There were too many fine presentations to relate here, though each is discussed on an upcoming ProArms podcast that four of our crew who attended were able to record in the car on the way home.  Yes, the drive of eleven hours each way was more than worth it for what we got out of the conference. It is not “up” yet, but should be soon; patience appreciated.

Many of the presenters and attendees alike were cops or retired cops. Across the board, there was unanimous agreement that the current trend toward private citizen disarmament was deplorable and wrong-headed.  Host Tom Givens, the founder of the program, made a telling point: real-world analysis of violent crime indicates about a one-in-thirty chance that any individual American will face it at some time in his or her life.  (Virtually ALL of the presenters had come face to face with it already, one reason they were selected to teach.) Tom pointed out that over the years, sixty or more of his civilian graduates have been involved in lethal force encounters.  All but two prevailed and survived.  The two who didn’t prevail, died.  Not coincidentally, those were the two who were unarmed when it happened.  Tom reminded us all of the advice of Jeff Cooper’s acolyte Mark Moritz, a gun-wise attorney: “The first rule of gunfighting is, Have A Gun!

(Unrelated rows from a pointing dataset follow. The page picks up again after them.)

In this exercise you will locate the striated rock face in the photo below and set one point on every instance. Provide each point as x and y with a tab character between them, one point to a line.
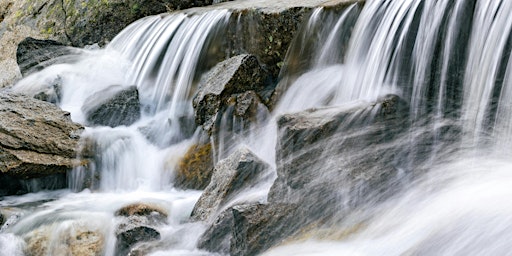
231	175
236	75
320	155
250	229
138	223
36	138
257	227
113	106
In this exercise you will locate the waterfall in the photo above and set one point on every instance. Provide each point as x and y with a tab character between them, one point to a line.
448	61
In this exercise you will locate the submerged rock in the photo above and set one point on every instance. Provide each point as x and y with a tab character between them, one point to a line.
37	139
338	153
138	224
195	168
236	75
231	175
74	239
114	106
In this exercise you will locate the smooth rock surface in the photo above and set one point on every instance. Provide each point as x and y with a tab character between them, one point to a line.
137	224
37	139
238	171
114	106
326	153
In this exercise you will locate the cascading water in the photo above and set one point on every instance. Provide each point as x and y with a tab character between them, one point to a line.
449	60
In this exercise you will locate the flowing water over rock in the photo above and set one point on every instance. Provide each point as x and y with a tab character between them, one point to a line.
388	134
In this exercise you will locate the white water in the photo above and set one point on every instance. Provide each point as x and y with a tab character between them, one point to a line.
459	208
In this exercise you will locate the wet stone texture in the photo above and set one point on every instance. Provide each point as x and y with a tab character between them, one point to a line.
37	141
138	223
114	106
324	153
237	172
236	75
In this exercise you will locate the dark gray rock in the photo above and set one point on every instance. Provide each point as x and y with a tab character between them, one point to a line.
138	224
113	106
217	238
258	227
33	55
37	139
331	160
236	75
250	229
239	171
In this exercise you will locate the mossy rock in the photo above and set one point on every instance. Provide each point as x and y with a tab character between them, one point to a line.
140	209
195	168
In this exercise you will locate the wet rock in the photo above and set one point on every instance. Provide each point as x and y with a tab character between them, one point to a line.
217	238
138	224
338	154
236	75
74	239
130	237
33	54
152	212
257	227
231	175
195	168
36	138
267	28
113	106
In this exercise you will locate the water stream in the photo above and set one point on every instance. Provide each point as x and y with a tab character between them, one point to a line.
449	60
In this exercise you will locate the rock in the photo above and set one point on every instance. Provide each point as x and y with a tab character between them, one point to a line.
152	212
217	238
37	139
267	28
231	175
338	153
113	106
138	224
257	227
126	239
195	168
236	75
14	186
79	240
33	55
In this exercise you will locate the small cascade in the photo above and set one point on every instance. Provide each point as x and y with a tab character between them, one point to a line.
432	177
487	73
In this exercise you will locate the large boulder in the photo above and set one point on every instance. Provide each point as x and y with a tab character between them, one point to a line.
257	227
114	106
33	54
37	139
338	154
239	171
80	240
235	75
250	229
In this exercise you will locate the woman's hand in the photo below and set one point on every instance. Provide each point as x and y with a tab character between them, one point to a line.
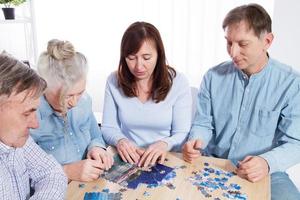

The eclectic program encompassed emergency first responder trauma care for gunshot wounds, stabs and lacerations, and blunt trauma injury, taught by MDs.  It included a veteran psychologist on one side and a homicide investigator on the other delineating how human predators think and act.  There was hand-to-hand work, and knife awareness, and recognition of assaultive behavior cues.  There was aftermath management: the blocs I taught revolved around lessons learned in some of the more recent homicide trials I’ve been involved in, including one a month ago, all of which were killings done in defense of self and/or others. (And yes, in each case the jury agreed.) The veteran cop who talked about “active shooter” scenarios deplored the fact that this has become the terminology, since human monsters such as those should be considered “active killers” or indeed, “active mass-murderers.”  He had been involved in two such incidents himself, both of which ended in the quick death of the monsters as soon as they were confronted with lethal force resistance, and he quite pointedly noted that some of the cases under discussion were ended by armed citizens who saved countless lives.

Time with people who understand the ugly reality of having to stop murderers, is time well spent for those who may have to one day face such murderers.

And “those who may have to one day face such murderers” includes everyone reading this, and indeed, everyone, period.

Thanks to Tom Givens and his team for making this top-tier level of training available to law-abiding private citizens, as well as the many cops who were in attendance.  Next year’s program will be held on February 21-23, 2014 in Memphis, and you can get more information from the Rangemaster Website.


 The RangeMaster complex in Memphis had room to train 150 good people.


Jon Hodoway gave an excellent lecture on the survival capabilities that can be found in an ordinary smart phone.


Ever heard of SouthNarc? He’s retired from police work now, so I can finally publish his picture…and I’ve long recommended his street-wise training.


Here, I’m briefing the audience on lessons learned from recent homicide trials. On screen is the Ruger .45 used in a self-defense shooting.